Rappelons que le nouveau gouvernement a pu être qualifié de « macro-sarkozystes » par certains commentateurs. Sur les 15 ministres nommés, au moins huit sont passés par les rangs de LR ou de l’ex-UMP. Certains occupaient déjà un portefeuille ministériel sous Nicolas Sarkozy, à l’image de Bruno Le Maire et Rachida Dati.

« Déverrouiller, desmicardiser, débureaucratiser »… un slogan conservateur ?

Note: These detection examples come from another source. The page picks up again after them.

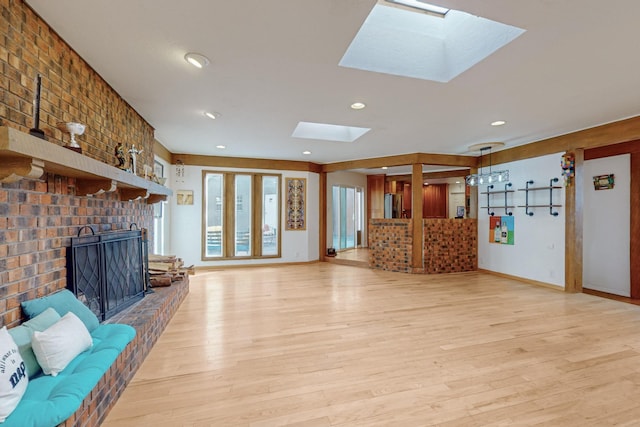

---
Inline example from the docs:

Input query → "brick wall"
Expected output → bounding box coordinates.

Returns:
[368,218,413,273]
[368,219,478,274]
[0,0,153,170]
[0,0,154,326]
[0,175,153,327]
[423,219,478,274]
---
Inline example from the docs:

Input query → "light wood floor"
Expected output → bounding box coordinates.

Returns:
[104,263,640,427]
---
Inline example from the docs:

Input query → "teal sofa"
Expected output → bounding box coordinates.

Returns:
[0,290,136,427]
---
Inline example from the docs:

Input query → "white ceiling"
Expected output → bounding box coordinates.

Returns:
[27,0,640,169]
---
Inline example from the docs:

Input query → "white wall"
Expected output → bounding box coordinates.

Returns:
[449,180,465,218]
[326,171,367,246]
[149,156,171,255]
[478,153,565,288]
[582,154,631,297]
[166,165,320,266]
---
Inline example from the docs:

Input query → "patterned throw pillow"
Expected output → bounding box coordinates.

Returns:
[0,326,29,422]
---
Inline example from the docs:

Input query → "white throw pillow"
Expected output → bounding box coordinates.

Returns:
[0,326,29,422]
[31,312,93,377]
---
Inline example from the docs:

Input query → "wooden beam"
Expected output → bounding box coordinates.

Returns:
[322,153,478,172]
[153,139,171,163]
[492,116,640,164]
[385,169,471,182]
[629,151,640,299]
[147,194,167,205]
[584,140,640,160]
[0,157,44,183]
[411,163,424,273]
[564,149,584,293]
[171,154,322,173]
[120,188,149,200]
[76,178,118,196]
[318,172,329,261]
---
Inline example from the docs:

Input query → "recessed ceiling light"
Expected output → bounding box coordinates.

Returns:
[184,52,211,68]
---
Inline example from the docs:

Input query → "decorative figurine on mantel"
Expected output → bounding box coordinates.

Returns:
[129,144,144,175]
[115,142,127,170]
[58,122,86,154]
[29,74,47,140]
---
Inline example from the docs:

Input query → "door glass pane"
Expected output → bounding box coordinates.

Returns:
[345,188,356,248]
[331,185,340,249]
[262,176,280,255]
[205,173,224,257]
[338,187,347,249]
[235,175,251,256]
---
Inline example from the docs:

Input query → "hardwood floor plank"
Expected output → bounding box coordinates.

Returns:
[104,263,640,427]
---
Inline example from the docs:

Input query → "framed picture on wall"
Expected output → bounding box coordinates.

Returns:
[176,190,193,205]
[285,178,307,230]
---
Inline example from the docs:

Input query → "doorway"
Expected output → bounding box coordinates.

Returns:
[332,185,364,250]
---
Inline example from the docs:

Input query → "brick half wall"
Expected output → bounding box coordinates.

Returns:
[423,219,478,274]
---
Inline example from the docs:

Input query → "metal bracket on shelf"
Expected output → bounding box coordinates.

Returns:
[487,184,494,216]
[549,178,558,216]
[524,179,533,216]
[504,182,513,216]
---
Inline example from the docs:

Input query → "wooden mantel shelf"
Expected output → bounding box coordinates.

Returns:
[0,126,173,203]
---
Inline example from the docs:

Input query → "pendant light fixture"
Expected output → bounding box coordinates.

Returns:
[465,142,509,187]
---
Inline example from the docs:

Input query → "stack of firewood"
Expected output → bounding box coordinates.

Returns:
[149,254,194,288]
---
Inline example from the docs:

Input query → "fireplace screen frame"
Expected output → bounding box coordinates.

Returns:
[67,229,147,321]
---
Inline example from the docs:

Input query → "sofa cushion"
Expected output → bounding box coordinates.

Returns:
[9,308,60,378]
[2,324,136,427]
[20,289,100,332]
[0,326,29,422]
[31,312,92,377]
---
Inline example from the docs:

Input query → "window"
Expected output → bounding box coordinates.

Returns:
[202,171,281,260]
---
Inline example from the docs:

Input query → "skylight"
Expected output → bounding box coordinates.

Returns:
[340,0,525,82]
[386,0,449,17]
[291,122,371,142]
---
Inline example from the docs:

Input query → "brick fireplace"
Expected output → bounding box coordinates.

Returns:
[0,0,159,327]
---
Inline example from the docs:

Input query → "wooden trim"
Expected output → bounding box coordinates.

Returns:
[584,140,640,160]
[478,268,563,292]
[222,173,237,259]
[411,163,424,273]
[171,154,322,173]
[629,152,640,298]
[582,288,640,305]
[322,153,478,173]
[564,149,584,293]
[194,258,320,272]
[385,169,471,182]
[492,116,640,164]
[153,139,171,163]
[417,153,480,168]
[251,174,264,257]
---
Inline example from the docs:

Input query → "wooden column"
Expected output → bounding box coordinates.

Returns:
[318,172,329,261]
[411,163,424,272]
[564,149,584,293]
[629,152,640,299]
[367,175,385,246]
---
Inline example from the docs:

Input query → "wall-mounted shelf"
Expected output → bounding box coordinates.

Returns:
[0,126,173,203]
[480,182,515,216]
[518,178,562,216]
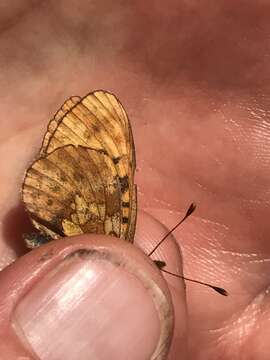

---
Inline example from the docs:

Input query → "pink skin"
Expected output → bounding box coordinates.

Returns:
[0,0,270,360]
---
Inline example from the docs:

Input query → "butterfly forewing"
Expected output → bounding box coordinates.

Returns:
[23,91,137,248]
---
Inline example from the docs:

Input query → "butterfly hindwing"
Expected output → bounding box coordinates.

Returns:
[23,145,121,242]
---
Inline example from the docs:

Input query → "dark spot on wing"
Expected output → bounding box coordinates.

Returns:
[113,156,121,165]
[122,216,128,224]
[119,175,129,193]
[122,201,129,208]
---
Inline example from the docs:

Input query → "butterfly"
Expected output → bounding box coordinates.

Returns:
[22,90,137,248]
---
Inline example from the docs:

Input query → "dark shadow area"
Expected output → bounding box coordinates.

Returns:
[2,203,36,257]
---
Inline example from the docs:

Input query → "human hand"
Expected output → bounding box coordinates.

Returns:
[0,0,270,360]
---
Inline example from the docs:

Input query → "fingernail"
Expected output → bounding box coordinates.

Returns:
[12,250,169,360]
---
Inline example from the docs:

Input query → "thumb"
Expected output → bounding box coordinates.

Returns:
[0,235,176,360]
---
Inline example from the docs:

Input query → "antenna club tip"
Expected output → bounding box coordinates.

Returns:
[213,286,229,296]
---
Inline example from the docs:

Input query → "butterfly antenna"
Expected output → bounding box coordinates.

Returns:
[148,203,196,256]
[160,269,229,296]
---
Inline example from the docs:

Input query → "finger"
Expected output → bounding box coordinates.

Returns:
[135,212,187,360]
[0,235,173,360]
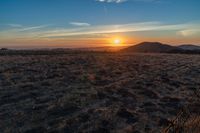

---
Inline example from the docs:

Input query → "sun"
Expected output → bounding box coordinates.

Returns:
[112,38,123,46]
[114,39,121,45]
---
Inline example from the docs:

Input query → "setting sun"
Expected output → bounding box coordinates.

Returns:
[112,38,123,46]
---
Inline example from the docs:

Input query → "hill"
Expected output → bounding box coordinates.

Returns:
[178,44,200,50]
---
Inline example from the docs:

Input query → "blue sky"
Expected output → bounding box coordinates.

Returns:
[0,0,200,47]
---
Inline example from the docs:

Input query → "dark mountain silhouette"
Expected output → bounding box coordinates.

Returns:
[121,42,182,53]
[178,44,200,50]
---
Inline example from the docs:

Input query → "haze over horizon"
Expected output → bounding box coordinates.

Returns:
[0,0,200,48]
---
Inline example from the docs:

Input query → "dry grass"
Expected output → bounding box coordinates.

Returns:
[0,52,200,133]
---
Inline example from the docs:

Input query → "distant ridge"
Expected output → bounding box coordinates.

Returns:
[178,44,200,50]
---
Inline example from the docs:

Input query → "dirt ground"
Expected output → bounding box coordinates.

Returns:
[0,52,200,133]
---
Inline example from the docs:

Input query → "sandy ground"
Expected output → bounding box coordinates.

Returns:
[0,52,200,133]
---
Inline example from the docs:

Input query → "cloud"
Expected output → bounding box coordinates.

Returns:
[96,0,128,3]
[7,24,23,28]
[0,22,200,40]
[39,22,198,38]
[17,25,49,32]
[177,29,200,37]
[70,22,91,27]
[96,0,161,3]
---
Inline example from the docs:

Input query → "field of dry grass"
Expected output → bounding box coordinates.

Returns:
[0,52,200,133]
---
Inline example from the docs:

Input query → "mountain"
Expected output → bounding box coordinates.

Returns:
[178,44,200,50]
[121,42,182,53]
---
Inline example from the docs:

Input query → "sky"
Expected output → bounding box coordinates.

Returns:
[0,0,200,48]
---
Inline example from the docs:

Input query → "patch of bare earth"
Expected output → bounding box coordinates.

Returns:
[0,52,200,133]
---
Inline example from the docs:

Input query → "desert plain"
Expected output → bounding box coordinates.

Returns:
[0,52,200,133]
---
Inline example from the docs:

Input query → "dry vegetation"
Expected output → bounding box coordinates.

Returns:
[0,52,200,133]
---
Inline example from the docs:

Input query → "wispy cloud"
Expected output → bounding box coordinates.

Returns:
[7,24,23,28]
[39,22,198,38]
[0,22,200,40]
[96,0,161,3]
[69,22,91,27]
[18,25,49,31]
[177,29,200,37]
[96,0,128,3]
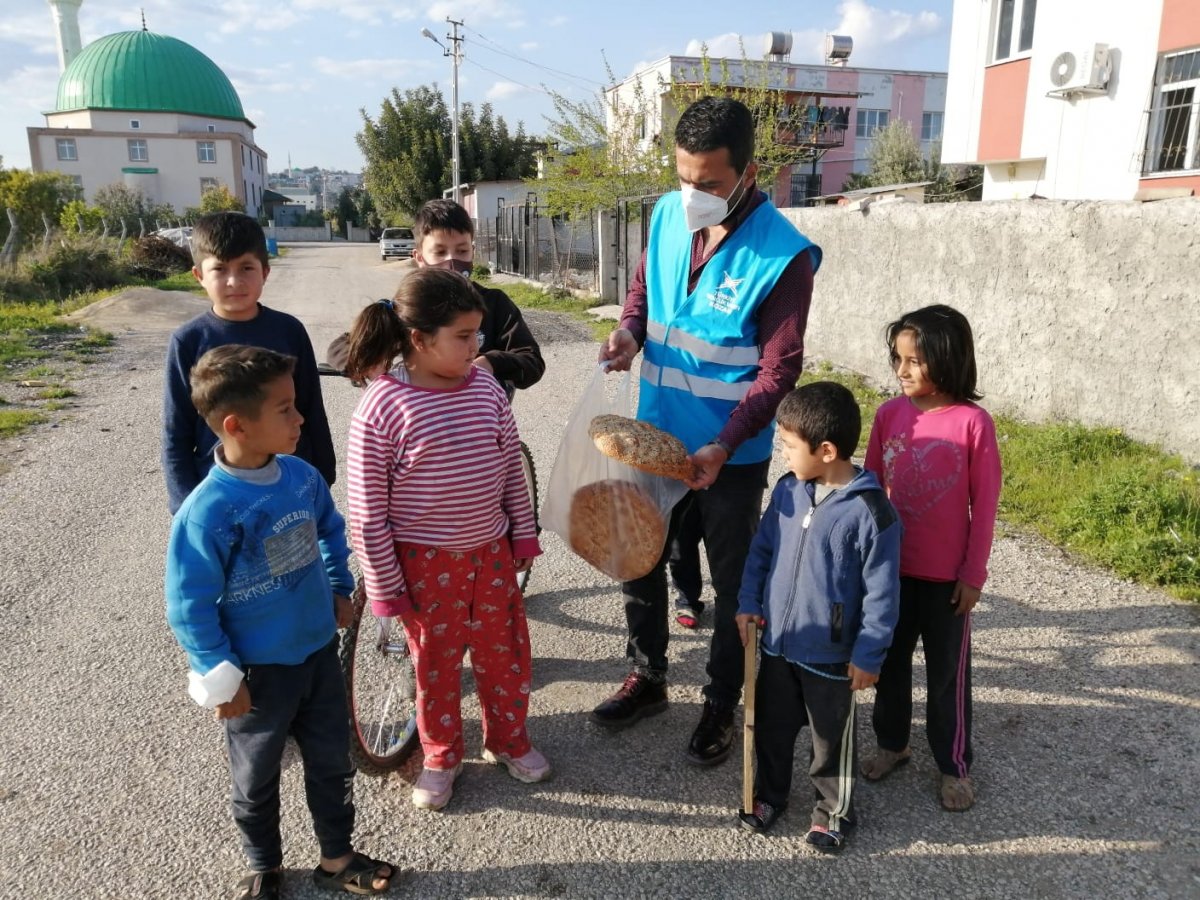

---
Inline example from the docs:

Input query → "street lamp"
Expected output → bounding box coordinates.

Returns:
[421,16,462,203]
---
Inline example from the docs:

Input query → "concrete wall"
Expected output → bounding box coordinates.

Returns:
[784,199,1200,462]
[266,222,334,242]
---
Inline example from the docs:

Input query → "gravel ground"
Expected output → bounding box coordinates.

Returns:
[0,248,1200,898]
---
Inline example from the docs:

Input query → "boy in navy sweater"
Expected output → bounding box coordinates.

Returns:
[166,344,396,899]
[737,382,900,853]
[162,212,337,514]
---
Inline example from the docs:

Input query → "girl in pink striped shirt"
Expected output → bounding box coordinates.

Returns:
[346,269,550,810]
[863,306,1001,812]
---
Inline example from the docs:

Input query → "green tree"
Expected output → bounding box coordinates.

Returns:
[355,85,534,221]
[0,168,78,245]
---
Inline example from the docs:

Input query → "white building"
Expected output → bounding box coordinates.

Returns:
[942,0,1200,200]
[28,0,266,216]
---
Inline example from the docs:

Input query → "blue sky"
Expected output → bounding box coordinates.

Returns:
[0,0,952,172]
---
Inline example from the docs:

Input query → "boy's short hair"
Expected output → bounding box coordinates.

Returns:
[413,200,475,241]
[775,382,863,460]
[192,212,270,266]
[191,343,296,434]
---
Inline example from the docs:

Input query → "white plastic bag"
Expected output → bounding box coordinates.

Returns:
[540,366,688,581]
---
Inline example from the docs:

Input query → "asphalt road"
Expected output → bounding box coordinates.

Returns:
[0,245,1200,899]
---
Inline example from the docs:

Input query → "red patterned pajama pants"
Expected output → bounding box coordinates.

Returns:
[396,539,532,769]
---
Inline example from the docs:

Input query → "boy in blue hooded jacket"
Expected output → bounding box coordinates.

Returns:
[737,382,900,853]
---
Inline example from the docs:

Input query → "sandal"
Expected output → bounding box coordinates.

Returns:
[863,746,912,781]
[738,800,786,834]
[233,869,283,900]
[312,853,400,894]
[941,774,974,812]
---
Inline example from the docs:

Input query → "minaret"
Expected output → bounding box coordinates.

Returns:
[48,0,83,72]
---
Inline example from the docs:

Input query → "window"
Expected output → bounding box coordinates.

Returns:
[1142,50,1200,173]
[920,113,942,140]
[992,0,1038,62]
[854,109,890,138]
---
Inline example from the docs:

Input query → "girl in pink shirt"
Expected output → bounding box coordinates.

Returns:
[863,305,1001,812]
[346,268,550,810]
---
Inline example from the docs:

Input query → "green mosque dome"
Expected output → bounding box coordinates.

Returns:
[55,31,246,121]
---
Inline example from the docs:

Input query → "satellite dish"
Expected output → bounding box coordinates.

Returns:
[1050,50,1078,88]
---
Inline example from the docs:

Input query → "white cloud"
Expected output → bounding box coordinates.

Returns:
[684,0,946,66]
[486,82,529,100]
[313,56,431,82]
[425,0,520,23]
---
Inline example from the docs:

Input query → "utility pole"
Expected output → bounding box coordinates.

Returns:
[421,16,463,203]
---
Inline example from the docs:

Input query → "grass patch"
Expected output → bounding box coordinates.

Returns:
[146,272,204,294]
[37,388,78,400]
[476,278,617,341]
[0,409,46,438]
[800,364,1200,601]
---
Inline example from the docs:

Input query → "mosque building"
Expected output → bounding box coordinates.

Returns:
[26,0,266,216]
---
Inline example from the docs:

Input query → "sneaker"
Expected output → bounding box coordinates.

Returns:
[676,602,704,631]
[484,746,550,785]
[413,762,462,810]
[804,820,854,853]
[738,800,785,834]
[688,700,733,766]
[592,672,667,728]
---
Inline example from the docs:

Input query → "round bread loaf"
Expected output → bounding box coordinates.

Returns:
[588,415,692,481]
[570,480,667,581]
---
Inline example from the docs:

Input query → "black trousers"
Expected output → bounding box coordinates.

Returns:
[620,460,770,707]
[754,653,858,832]
[667,498,704,607]
[226,638,354,871]
[871,576,974,778]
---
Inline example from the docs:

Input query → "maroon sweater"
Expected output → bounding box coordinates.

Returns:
[620,190,812,458]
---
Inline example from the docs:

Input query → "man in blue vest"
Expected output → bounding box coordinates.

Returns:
[592,97,821,766]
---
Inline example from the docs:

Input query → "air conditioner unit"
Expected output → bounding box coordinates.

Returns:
[1050,43,1112,94]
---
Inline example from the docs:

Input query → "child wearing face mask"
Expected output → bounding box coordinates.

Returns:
[326,199,546,398]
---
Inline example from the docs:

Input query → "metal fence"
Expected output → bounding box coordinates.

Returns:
[475,194,600,293]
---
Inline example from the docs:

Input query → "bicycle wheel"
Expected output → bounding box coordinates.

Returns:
[517,440,541,594]
[338,586,418,774]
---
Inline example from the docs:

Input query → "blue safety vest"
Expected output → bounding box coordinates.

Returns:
[637,192,821,464]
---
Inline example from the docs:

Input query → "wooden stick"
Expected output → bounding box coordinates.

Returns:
[742,622,758,812]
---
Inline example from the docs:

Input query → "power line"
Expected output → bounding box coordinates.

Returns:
[463,25,608,90]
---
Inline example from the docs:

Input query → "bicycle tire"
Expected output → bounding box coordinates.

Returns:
[517,440,541,594]
[337,586,419,775]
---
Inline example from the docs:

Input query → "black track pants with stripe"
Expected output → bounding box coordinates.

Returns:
[755,653,858,832]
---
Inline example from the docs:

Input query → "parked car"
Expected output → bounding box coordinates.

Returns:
[379,228,416,259]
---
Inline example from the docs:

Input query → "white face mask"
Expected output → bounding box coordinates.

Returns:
[679,166,750,232]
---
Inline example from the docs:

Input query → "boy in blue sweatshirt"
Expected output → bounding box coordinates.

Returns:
[166,344,397,900]
[737,382,900,853]
[162,212,337,514]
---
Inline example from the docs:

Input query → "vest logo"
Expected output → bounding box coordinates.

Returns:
[708,272,745,313]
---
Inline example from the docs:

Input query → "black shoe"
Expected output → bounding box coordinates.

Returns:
[676,594,704,631]
[592,672,667,728]
[806,820,854,853]
[738,800,787,834]
[688,700,733,766]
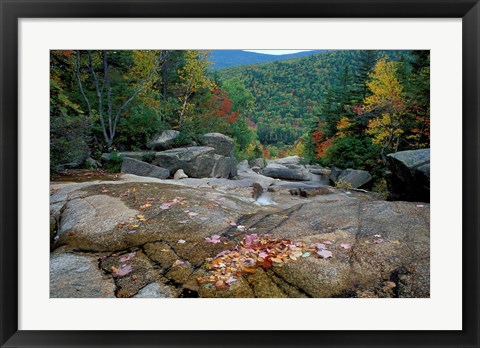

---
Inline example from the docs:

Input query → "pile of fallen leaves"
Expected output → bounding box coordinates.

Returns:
[197,233,333,289]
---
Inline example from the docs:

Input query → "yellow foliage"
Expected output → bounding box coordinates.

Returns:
[337,116,353,138]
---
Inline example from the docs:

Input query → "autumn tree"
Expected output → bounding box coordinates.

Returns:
[75,50,164,147]
[178,50,215,126]
[364,58,406,162]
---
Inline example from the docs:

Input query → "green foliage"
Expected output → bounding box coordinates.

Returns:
[117,103,165,149]
[105,152,123,173]
[50,75,93,171]
[320,137,385,181]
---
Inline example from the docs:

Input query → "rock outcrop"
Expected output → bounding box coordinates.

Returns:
[152,146,237,178]
[336,169,372,188]
[121,157,170,179]
[387,149,430,202]
[50,177,430,298]
[260,160,313,181]
[147,129,180,151]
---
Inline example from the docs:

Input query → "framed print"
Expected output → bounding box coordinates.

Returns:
[0,0,480,347]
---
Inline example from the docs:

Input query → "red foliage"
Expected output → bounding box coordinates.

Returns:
[203,89,239,124]
[313,122,335,158]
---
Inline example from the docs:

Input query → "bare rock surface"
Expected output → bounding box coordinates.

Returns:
[50,253,115,298]
[51,173,430,298]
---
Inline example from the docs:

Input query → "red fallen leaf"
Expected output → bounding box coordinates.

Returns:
[242,233,258,247]
[119,251,137,262]
[115,265,133,277]
[225,276,237,285]
[317,250,333,259]
[258,251,268,259]
[385,282,397,289]
[160,203,171,210]
[205,234,220,244]
[172,260,185,267]
[262,259,272,268]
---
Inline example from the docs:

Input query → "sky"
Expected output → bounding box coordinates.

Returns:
[244,50,311,56]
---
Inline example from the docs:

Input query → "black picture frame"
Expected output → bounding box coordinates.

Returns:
[0,0,480,348]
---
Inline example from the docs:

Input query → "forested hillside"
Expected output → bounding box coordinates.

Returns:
[218,50,430,188]
[51,50,430,189]
[209,50,324,69]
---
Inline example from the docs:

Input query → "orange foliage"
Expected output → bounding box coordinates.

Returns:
[313,122,335,158]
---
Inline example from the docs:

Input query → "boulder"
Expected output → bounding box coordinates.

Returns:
[122,157,170,179]
[133,282,178,298]
[330,166,343,182]
[261,161,312,181]
[387,149,430,202]
[152,146,237,178]
[305,164,332,176]
[336,169,372,188]
[200,133,234,157]
[173,169,188,180]
[237,160,250,171]
[147,129,180,150]
[102,151,155,162]
[250,158,265,169]
[267,156,300,166]
[50,253,115,298]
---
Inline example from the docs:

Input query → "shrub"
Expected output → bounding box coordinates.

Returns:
[105,152,123,173]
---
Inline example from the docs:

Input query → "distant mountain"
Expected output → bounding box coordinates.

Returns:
[210,50,326,69]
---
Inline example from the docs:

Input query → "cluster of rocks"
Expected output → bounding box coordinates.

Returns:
[251,156,372,188]
[106,130,237,180]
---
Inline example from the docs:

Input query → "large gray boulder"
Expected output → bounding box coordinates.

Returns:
[387,149,430,202]
[200,133,234,157]
[147,129,180,150]
[122,157,170,179]
[152,146,237,178]
[102,151,155,162]
[261,161,312,181]
[50,253,115,298]
[337,169,372,188]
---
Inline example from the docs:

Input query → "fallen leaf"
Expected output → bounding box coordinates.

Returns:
[385,282,397,289]
[225,276,237,285]
[115,265,133,277]
[205,234,220,244]
[160,203,171,210]
[139,203,152,210]
[172,260,185,267]
[317,250,333,259]
[119,251,137,262]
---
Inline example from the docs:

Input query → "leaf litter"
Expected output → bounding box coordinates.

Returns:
[197,233,333,289]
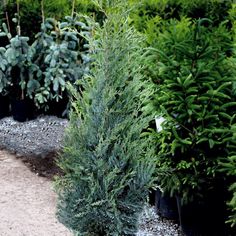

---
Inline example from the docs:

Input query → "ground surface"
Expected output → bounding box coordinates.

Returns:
[0,151,72,236]
[0,116,182,236]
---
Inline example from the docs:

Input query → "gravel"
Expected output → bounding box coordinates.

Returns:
[0,116,183,236]
[0,116,68,157]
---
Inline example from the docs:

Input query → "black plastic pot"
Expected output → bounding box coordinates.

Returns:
[155,189,179,221]
[11,99,35,122]
[176,189,229,236]
[0,94,10,119]
[43,94,69,118]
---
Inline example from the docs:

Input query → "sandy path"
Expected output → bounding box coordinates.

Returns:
[0,151,72,236]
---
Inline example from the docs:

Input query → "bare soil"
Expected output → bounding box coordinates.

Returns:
[0,151,72,236]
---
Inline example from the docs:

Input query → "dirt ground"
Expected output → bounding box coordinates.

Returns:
[0,151,72,236]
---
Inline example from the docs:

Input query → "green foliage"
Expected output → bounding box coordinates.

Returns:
[56,2,154,236]
[0,0,104,43]
[150,18,236,203]
[129,0,233,32]
[0,47,10,94]
[30,16,91,111]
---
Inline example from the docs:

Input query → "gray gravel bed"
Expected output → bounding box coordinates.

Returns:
[0,116,68,157]
[0,116,182,236]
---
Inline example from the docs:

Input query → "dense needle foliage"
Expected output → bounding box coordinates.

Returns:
[54,2,154,236]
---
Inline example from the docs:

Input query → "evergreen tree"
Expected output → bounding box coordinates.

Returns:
[56,2,155,236]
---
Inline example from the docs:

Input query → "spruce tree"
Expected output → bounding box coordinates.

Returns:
[56,2,154,236]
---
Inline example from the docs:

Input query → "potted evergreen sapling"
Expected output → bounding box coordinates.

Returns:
[30,15,90,116]
[56,2,155,236]
[0,43,11,119]
[151,18,236,235]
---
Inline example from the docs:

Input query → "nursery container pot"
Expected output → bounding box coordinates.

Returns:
[176,185,229,236]
[0,94,10,119]
[155,189,178,221]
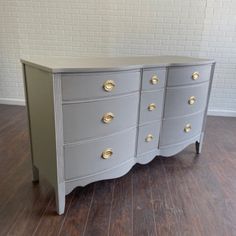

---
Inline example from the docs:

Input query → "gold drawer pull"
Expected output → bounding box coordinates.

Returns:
[188,96,196,105]
[150,75,159,85]
[148,103,157,111]
[184,124,192,133]
[145,134,154,143]
[192,71,200,80]
[103,80,116,92]
[102,112,115,124]
[102,148,113,159]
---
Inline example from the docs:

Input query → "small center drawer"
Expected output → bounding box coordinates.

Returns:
[64,128,137,180]
[62,93,139,143]
[137,121,161,154]
[142,68,166,90]
[139,89,164,124]
[167,65,211,86]
[62,70,141,101]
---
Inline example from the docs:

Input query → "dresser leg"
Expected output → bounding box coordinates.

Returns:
[55,183,65,215]
[32,165,39,183]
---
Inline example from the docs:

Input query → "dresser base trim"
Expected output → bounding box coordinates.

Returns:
[160,134,201,157]
[65,158,136,195]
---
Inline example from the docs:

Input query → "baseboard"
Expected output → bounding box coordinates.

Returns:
[0,98,25,106]
[207,109,236,117]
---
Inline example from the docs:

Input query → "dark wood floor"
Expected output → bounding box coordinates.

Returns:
[0,105,236,236]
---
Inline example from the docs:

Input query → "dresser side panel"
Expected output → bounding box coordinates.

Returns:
[25,65,57,187]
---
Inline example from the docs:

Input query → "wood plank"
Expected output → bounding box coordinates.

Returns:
[133,165,156,236]
[60,184,94,236]
[84,180,114,236]
[149,157,180,235]
[33,192,73,236]
[108,171,133,236]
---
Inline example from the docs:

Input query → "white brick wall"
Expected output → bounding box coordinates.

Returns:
[0,0,236,114]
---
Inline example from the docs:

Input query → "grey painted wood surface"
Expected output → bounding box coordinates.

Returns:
[64,128,137,180]
[21,56,214,73]
[61,71,141,101]
[142,68,166,91]
[167,65,211,86]
[22,56,214,214]
[164,81,209,118]
[63,93,139,143]
[160,111,204,149]
[138,121,161,155]
[139,89,164,124]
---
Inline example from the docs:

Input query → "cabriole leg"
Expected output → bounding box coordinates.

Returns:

Pour Philippe Moreau-Chevrolet, une phrase se distingue dans cette déclaration de politique générale : « « Il faut désmicardiser la France ! ». Sur la rémunération, Gabriel Attal a estimé que la concentration des aides et des exonérations poussait les employeurs à maintenir une partie de leurs salariés à un niveau de rémunération « proche du Smic ». Le Premier ministre a fait part de sa volonté de mettre un terme à cette logique. « ‘Desmicardiser’… Ce slogan va être entendu comme une hausse de pouvoir d’achat, ce qui n’est pas vraiment le cas », explique le communicant. « Pour Gabriel Attal, c’est une manière de prendre acte de la peur de déclassement des classes moyennes ».

« Déverrouiller, desmicardiser, débureaucratiser… Ces trois verbes se conjugent au ‘conservateur’, qui est le nouveau temps du gouvernement », ironise encore Philippe Moreau-Chevrolet. Olivier Rouquan note le « machiavélisme d’Emmanuel Macron, qui consiste à faire assumer par des Premiers ministres issus de la gauche la droitisation de sa ligne politique ». Une manière aussi de donner des gages à l’aile gauche historique du macronisme, échaudée par la séquence parlementaire des derniers mois et le remaniement du début d’année. « Je note que Gabriel Attal a eu le droit à une longue ovation des soutiens du chef de l’Etat, ce qui tend à montrer que l’ensemble de la majorité semble désormais converti à cette évolution du macronisme ».

Une capacité de réformer toujours jugulée par le contexte politique

Pour autant, la situation politique mise en place en 2022 n’a pas changé. Le gouvernement reste privé de majorité absolue et doit faire face à une Assemblée nationale éclatée en trois blocs distincts, entre la gauche, le camp présidentiel et l’extrême droite. En 2023, la réforme des retraites puis la loi immigration ont montré toute la difficulté à constituer des majorités de circonstance pour faire adopter les textes. À plusieurs reprises, Elisabeth Borne a dû composer avec les exigences des LR pour trouver des voies de passage, parfois en vain. Son successeur, Gabriel Attal, est-il mieux armé pour déverrouiller les blocages politiques ?

« Pas vraiment, d’autant que nous basculons dans la seconde partie du quinquennat, une forme d’usure du pouvoir est en train de s’installer », observe Olivier Rouquan. « Mais je note que dans son discours il n’a pas beaucoup été question de grandes réformes nécessitant de grands textes de loi. Beaucoup de choses annoncées, sur la simplification notamment, pourront se régler par décret », souligne-t-il. « Finalement, on ressort de ce discours avec l’impression d’une multitude de promesses qui sont le témoignage de chantiers qui n’avancent pas ou pas assez », ajoute Emilie Zapalski.